Join CARE SYLLABUS for the third in a series of lectures, part of The Mind’s Eye Works-In-Progress
Colloquium.
Title: Private Performance as Caretaking
Abstract: In this exploration of performance, acts of endurance, and the role of caretaking
in the arts and recovery, Melanie Mowinski examines the idea of wilderness mindset.
Mowinski defines wilderness mindset as being present to the unpredictability of life,
a concept she developed through her walking practice. When one deliberately seeks
the uncomfortable or the opportunity to be lost while walking, resiliency, perseverance,
confidence and fortitude get exercised. What is done “alone” can be framed as private
performance, an act of endurance in the ongoing care for the body and soul within
this great unknown.
Speaker Bio
Melanie Mowinski lives and works in the Berkshire Hills of western Massachusetts where
she is a professor of art at the Massachusetts College of Liberal Arts (MCLA). Mowinski
holds an MFA from The University of the Arts in Philadelphia and an MAR from Yale
University. Mowinski balances hyper control & very specific rules with experimental
investigations in her letterpress and book arts making. She gravitates towards the
creation of one-of-a-kind artist books housed in unusual and traditional enclosures.

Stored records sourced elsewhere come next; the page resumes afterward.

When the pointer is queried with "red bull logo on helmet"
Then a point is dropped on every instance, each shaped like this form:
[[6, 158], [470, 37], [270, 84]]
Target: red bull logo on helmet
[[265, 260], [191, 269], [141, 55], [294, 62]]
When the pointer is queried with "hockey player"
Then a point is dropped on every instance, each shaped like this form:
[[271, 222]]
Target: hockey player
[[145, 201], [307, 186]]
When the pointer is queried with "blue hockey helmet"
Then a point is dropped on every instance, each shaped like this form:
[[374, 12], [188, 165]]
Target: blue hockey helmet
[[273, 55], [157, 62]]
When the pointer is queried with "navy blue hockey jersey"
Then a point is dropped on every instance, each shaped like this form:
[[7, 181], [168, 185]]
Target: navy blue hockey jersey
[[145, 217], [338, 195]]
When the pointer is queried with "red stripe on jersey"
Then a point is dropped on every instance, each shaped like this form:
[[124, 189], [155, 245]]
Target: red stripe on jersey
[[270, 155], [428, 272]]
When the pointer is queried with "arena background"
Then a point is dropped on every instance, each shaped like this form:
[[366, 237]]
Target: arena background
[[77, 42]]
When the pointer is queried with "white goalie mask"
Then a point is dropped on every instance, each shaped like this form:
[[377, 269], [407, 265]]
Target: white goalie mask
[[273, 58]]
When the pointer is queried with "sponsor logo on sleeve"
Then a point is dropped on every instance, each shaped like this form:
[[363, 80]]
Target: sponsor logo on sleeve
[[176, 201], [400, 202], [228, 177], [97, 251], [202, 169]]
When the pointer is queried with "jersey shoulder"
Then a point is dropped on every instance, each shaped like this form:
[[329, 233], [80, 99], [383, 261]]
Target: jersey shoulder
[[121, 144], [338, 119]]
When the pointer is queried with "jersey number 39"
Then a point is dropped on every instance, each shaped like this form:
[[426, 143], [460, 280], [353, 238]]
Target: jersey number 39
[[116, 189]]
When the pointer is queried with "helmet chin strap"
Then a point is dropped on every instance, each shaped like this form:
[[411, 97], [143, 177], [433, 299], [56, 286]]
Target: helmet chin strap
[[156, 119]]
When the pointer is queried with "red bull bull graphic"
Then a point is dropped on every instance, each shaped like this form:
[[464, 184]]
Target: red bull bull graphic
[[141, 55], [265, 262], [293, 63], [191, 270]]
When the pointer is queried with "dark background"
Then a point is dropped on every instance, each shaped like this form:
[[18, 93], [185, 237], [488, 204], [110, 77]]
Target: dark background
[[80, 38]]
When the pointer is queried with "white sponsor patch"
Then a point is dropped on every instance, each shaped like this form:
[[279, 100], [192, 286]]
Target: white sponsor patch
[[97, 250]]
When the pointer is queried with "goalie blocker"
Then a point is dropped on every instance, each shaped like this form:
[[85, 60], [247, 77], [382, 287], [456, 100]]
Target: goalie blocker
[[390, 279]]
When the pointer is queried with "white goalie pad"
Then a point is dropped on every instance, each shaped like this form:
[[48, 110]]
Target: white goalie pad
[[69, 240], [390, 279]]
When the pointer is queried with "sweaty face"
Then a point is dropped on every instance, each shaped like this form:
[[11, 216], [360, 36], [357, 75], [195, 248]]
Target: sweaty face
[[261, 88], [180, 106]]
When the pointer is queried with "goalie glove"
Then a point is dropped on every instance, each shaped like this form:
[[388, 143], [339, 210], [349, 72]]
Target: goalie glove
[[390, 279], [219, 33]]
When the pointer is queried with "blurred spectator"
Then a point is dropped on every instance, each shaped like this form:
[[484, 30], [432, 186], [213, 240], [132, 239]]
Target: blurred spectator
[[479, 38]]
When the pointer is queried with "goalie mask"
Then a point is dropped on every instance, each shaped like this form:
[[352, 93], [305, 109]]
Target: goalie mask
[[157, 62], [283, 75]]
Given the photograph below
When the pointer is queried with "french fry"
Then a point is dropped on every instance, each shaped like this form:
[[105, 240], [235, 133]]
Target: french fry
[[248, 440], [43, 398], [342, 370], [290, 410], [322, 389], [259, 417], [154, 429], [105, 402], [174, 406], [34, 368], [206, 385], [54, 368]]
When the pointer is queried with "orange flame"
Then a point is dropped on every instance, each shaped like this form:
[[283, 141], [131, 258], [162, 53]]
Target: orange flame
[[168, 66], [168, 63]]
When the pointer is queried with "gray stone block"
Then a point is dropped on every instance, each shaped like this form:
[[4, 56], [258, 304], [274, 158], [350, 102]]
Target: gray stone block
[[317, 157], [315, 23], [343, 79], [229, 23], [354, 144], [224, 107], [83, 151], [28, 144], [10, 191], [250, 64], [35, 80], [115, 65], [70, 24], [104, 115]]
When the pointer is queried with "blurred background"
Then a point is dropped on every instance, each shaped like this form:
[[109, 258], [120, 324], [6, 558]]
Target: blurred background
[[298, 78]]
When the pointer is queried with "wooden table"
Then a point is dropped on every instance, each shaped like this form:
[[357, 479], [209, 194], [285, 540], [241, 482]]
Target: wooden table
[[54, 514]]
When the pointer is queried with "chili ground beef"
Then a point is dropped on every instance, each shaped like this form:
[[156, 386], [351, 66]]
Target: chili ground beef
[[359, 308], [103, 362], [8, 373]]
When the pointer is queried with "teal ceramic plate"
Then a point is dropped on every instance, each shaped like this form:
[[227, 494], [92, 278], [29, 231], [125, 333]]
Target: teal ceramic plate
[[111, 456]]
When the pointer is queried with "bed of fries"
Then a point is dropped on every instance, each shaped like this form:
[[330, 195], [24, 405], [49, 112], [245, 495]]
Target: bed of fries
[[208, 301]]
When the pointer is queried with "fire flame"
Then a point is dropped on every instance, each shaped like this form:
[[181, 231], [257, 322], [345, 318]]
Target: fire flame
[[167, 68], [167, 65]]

Her books under the imprint PRESS • 29 PRESS are in private and public collections
around the world.
Join CARE SYLLABUS for the second in a series of lectures, part of The Mind’s Eye
Works-In-Progress Colloquium.
Title: Witches, Girlhood, and the Ethic of Care
Abstract: In this talk, Dr. Castro outlines childhood studies interpretations and applications
of the feminist ethic of care to expand the concept of children’s ethic of care to
their material cultures. Castro discusses the caring girlhood of young witches as
represented in examples from film, streaming media, and literature to argue that girl
witches are material culture – subsumed into the narrative and cultural imaginary,
a witch (when younger) is no longer a scary person but instead a material culture
artifact. The young witch is first and foremost carer for others around them, whether
that be animal, friend, relative, or trusted adult.
Speaker Bio
Ingrid E. Castro is Professor of Sociology at MCLA. She earned her MA and PhD in Sociology,
with two Graduate Certificates in Cinema Studies and Women & Gender Studies, from
Northeastern University. She regularly writes on children and childhood, specifically
child and youth agency, ethic of care, generationalism, and interpretive reproduction.
Her edited volumes include Researching Children and Youth: Methodological Issues, Strategies, and Innovations (2017); Representing Agency in Popular Culture: Children and Youth on Page, Screen, and In
Between (2019); Child and Youth Agency in Science Fiction: Travel, Technology, Time (2019); and Childhood, Agency, and Fantasy: Walking in Other Worlds (2020).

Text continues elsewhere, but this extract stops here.